今天开始准备学习Java并发编程。准备把这个系列写到一个专栏里面,记录一下我学习Java并发编程的过程。希望和大家共同进步。
所有代码我会上传到GitHub上面,地址是:https://github.com/mrbcy/JavaConcurrentLearn
这个系列目前更新的部分是《Java并发编程核心方法与框架》的读书笔记。
Semaphore 的同步性
类Semaphore所提供的功能完全就是synchronized关键字的升级版,但它提供的功能更加的强大和方便,主要的作用是控制线程并发的数量。这一点单纯用synchronized是做不到的。

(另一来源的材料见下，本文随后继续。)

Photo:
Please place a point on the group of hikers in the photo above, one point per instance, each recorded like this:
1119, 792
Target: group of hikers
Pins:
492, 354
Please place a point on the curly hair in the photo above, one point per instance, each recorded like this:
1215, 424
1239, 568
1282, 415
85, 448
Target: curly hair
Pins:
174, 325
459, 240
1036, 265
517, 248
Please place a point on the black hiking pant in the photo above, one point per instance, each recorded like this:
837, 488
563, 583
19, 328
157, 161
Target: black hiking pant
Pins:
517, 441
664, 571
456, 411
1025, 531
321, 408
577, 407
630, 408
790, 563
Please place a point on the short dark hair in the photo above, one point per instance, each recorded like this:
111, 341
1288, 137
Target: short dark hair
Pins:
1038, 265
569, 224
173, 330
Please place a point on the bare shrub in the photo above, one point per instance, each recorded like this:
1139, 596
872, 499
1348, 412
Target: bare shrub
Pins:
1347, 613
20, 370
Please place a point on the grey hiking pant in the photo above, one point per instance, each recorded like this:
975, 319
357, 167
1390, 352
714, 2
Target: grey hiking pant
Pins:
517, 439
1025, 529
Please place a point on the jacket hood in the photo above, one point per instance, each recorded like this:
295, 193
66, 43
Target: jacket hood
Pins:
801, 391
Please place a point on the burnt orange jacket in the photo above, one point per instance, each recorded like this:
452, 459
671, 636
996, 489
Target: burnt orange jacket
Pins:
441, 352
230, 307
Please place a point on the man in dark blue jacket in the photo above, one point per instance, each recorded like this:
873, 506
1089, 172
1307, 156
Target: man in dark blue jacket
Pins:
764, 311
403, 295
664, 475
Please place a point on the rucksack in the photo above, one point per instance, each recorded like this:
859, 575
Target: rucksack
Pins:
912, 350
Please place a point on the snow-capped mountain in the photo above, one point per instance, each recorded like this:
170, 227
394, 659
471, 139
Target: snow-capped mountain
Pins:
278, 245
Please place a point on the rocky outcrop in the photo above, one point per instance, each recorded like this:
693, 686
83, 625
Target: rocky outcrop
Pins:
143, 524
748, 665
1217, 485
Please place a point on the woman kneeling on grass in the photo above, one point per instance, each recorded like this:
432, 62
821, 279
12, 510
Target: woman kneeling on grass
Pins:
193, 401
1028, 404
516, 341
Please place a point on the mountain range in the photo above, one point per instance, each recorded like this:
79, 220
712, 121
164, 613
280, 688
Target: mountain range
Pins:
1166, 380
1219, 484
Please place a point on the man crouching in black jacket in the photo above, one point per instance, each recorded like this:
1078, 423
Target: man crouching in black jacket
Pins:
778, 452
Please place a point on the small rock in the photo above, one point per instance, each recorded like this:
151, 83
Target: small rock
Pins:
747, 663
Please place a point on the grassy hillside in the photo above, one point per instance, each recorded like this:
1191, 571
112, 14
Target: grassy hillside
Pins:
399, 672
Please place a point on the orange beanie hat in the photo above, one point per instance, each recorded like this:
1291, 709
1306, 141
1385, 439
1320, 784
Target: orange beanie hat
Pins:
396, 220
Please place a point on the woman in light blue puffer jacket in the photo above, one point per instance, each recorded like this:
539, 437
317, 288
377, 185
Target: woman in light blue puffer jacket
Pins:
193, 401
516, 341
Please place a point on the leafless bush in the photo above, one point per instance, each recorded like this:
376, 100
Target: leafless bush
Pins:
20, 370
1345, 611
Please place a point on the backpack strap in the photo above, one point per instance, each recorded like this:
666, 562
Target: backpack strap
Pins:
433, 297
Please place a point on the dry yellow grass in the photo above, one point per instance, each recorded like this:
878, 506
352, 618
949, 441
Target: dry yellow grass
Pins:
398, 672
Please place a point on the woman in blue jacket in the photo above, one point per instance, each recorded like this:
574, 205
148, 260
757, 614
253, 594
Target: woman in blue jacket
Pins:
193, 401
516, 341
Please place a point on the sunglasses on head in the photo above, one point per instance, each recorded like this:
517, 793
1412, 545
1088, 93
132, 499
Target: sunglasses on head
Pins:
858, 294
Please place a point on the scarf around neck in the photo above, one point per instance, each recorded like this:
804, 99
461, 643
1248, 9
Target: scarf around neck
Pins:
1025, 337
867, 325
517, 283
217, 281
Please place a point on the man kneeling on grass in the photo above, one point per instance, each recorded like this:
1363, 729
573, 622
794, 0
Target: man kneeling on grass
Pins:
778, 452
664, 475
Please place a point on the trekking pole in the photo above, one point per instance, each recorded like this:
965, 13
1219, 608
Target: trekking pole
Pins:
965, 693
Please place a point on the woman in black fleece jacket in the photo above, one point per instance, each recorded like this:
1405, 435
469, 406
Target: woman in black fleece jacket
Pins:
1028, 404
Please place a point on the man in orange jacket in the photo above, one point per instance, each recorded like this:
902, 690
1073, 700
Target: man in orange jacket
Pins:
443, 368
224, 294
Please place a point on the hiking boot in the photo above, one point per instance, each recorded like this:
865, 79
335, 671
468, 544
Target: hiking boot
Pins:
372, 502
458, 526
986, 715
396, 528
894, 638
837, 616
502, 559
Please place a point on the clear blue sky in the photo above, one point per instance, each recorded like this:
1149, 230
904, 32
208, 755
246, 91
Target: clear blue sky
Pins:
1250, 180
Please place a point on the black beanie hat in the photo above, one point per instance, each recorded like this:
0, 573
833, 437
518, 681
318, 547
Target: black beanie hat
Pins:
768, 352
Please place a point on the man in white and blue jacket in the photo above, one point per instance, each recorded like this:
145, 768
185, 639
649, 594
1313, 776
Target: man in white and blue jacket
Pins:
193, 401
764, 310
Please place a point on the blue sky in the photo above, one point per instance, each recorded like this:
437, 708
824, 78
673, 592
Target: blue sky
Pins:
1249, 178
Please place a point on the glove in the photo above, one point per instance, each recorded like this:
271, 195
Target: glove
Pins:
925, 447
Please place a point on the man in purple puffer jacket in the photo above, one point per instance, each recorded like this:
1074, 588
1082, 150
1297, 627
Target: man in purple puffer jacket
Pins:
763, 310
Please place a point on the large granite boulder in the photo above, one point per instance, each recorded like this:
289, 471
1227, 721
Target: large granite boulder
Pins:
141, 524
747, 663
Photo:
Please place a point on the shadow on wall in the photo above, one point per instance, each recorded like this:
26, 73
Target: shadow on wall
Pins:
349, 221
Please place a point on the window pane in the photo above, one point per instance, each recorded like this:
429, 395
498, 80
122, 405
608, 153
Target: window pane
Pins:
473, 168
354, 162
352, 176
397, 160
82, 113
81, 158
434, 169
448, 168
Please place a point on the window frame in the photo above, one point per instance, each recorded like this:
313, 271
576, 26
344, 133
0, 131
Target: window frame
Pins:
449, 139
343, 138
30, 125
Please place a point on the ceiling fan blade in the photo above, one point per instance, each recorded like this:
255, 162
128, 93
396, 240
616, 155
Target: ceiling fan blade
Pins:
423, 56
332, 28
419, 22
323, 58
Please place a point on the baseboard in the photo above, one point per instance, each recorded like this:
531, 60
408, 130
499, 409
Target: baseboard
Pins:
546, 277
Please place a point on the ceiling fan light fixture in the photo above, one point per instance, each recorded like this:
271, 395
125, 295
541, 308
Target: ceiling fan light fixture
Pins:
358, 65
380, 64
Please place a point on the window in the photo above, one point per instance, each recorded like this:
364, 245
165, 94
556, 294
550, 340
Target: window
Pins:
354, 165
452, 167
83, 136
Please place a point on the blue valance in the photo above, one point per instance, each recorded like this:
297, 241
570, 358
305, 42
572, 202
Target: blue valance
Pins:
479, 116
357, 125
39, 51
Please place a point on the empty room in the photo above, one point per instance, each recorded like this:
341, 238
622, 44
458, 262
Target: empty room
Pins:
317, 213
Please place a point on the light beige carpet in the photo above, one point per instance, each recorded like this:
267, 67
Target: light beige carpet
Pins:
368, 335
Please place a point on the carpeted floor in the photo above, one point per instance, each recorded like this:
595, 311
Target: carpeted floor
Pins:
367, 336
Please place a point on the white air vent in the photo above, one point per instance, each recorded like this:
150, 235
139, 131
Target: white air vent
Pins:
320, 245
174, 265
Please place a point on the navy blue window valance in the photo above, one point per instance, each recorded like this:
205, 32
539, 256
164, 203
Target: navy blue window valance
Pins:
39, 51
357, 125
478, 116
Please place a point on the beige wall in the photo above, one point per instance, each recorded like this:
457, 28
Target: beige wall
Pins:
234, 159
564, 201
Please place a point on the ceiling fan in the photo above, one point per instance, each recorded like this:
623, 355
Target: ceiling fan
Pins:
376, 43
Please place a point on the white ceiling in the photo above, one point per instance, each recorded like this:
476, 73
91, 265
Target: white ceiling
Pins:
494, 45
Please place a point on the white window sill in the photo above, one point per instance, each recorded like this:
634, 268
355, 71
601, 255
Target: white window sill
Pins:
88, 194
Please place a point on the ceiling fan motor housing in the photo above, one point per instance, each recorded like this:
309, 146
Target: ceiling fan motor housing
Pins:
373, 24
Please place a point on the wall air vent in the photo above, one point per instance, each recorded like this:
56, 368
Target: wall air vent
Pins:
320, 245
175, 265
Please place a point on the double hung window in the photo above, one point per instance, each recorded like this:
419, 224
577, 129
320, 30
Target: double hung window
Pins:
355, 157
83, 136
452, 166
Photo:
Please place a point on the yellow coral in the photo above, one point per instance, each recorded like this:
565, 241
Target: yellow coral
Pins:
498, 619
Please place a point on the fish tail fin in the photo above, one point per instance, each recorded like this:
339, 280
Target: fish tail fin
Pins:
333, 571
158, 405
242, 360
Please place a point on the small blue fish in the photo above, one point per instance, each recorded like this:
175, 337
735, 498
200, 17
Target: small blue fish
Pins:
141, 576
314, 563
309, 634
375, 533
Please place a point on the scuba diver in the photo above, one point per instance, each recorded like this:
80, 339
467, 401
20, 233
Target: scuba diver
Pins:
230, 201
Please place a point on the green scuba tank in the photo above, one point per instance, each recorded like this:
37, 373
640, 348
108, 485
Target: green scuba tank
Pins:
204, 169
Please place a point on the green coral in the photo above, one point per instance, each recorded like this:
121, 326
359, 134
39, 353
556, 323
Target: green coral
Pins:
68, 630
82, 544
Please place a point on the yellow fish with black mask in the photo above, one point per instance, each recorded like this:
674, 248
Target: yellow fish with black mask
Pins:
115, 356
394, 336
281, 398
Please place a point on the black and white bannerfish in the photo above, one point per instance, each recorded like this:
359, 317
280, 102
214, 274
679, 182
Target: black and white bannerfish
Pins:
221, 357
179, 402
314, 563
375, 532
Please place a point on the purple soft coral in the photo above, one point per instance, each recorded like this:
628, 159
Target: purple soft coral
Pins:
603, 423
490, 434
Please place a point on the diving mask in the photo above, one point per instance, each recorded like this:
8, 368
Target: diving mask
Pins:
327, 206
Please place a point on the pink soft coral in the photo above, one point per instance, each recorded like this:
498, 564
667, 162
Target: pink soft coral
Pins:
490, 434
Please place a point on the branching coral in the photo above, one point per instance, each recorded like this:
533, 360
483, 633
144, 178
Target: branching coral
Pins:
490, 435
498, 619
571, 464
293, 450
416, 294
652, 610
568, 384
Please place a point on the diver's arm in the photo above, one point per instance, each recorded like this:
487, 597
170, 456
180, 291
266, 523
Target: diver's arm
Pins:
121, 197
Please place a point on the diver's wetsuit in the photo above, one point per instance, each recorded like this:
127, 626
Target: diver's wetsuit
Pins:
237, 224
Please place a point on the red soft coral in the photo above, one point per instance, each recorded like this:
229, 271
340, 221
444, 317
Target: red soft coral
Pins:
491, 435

Semaphore发放许可的计算方式是“减法”操作。
public class Service {
private Semaphore semaphore = new Semaphore(1);
public void testMethod(){
try {
semaphore.acquire();
System.out.println(Thread.currentThread().getName() +
" begin timer=" + System.currentTimeMillis());
Thread.sleep(5000);
System.out.println(Thread.currentThread().getName() +
" begin timer=" + System.currentTimeMillis());
semaphore.release();
} catch (Exception e) {
e.printStackTrace();
}
}
}
Semaphore构造方法中的permit是许可的意思,代表同一时间内最多允许多少个线程同时执行acquire和release之间的代码。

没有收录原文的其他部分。